A statement by Bosniak leader Bakir Izetbegovic that the status quo will remain in Bosnia, where no government has been formed since the election last year, until the “entity government level cannot command the state level” represents an act of blackmail, House of Representatives deputy speaker Nebojsa Radmanovic said on Wednesday.
Bosnia has no government established since the October 2018 election because the winning parties disagree over whether to send a document, the Annual National Programme (ANP), to NATO.

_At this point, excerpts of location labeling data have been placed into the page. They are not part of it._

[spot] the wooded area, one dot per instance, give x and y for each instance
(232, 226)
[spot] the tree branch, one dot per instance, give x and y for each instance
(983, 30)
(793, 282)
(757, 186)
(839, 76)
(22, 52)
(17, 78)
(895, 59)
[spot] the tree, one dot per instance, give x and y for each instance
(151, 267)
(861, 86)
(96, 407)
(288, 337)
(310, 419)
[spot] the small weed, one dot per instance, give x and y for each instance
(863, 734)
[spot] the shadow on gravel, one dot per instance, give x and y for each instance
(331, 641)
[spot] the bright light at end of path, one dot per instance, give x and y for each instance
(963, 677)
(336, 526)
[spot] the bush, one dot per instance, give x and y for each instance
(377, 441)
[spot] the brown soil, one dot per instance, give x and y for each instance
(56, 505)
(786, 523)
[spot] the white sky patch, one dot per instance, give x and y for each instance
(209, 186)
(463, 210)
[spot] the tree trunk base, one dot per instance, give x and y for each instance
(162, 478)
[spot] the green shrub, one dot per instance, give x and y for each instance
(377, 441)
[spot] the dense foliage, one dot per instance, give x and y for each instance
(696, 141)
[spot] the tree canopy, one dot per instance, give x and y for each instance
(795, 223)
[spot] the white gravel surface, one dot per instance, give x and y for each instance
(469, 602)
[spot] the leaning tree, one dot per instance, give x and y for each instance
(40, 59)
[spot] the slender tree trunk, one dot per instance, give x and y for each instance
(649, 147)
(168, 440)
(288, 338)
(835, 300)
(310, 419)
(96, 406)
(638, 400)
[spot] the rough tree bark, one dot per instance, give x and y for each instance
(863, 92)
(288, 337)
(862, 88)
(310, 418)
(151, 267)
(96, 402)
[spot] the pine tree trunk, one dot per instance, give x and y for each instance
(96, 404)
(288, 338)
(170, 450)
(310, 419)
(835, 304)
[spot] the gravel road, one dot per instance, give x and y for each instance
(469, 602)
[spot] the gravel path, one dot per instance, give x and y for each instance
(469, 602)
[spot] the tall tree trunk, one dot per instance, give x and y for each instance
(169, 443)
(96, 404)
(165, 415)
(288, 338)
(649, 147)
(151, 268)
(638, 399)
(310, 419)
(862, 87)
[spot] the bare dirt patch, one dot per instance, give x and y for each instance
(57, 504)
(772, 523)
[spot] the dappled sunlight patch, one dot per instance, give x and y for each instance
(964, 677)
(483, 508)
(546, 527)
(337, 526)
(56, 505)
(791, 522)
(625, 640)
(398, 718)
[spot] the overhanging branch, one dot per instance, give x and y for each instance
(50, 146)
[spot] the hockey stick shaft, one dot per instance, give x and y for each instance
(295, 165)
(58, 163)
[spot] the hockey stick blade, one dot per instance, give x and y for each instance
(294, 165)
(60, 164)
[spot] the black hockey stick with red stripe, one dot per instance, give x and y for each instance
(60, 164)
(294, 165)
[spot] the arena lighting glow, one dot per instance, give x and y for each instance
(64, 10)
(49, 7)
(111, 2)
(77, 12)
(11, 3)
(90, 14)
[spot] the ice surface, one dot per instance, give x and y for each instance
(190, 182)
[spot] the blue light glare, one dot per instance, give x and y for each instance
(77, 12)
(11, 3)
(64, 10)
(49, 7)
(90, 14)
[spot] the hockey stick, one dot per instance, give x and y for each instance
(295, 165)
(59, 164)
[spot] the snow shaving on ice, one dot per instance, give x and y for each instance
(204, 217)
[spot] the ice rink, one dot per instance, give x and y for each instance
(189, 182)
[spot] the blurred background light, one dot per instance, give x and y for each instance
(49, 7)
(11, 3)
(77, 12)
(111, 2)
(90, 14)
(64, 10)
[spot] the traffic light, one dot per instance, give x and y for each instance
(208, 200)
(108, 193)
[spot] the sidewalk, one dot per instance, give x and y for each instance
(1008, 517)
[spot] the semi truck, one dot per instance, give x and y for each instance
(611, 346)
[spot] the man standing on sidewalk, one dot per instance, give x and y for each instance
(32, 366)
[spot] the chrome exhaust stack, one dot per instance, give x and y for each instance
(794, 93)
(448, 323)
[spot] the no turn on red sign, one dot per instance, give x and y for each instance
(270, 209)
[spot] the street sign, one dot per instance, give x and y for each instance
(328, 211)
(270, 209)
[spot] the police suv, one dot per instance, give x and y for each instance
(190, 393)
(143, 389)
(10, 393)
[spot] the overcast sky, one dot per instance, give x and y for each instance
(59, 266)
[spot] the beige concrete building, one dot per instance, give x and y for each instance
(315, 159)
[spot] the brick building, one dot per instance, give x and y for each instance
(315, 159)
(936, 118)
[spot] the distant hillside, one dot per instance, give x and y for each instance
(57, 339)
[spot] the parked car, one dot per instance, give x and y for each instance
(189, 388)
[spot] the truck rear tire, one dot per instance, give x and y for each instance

The country took the obligation over years ago through a consensus between the representatives of all three major ethnic groups. However, the Serb ruling Alliance of Independent Social Democrats (SNSD), which is also in power in the semi-autonomous Serb-dominated Republika Srpska (RS) entity, is against sending it. In line with neighbouring Serbia, the Republika Srpska National Assembly adopted a Resolution on Military Neutrality in 2017, meaning that it is opposed to entering any military organisations including NATO.
Bosnia’s three Presidency members must all approve the new Council of Ministers.
The Bosniak member, Sefik Dzaferovic, comes from Izetbegovic’s Party for Democratic Action (SDA). He and his Croat colleague, Zeljko Komsic, insist on sending the ANP. They refuse to approve the naming of the new Council of Ministers Chairman, who is supposed to come from the SNSD, until the document is sent.
“The issue will remain in the status quo until the SNSD decides to accept that the entity level cannot command the state level,” Izetbegovic said.
But Radmanovic, a member of the SNSD, said this is not how the issue of forming the government should be discussed.
“Bosnia and Herzegovina is a country which has a Constitution and Izetbegovic often does not respect it while calling for others to be disciplined,” Radmanovic told journalists in Belgrade where he is attending an Interparliamentary Union meeting.
Radmanovic said Izetbegovic’s statement represents blackmail, arguing that nobody from the RS set any conditions for forming the government except for it to happen in accordance with the will of the people.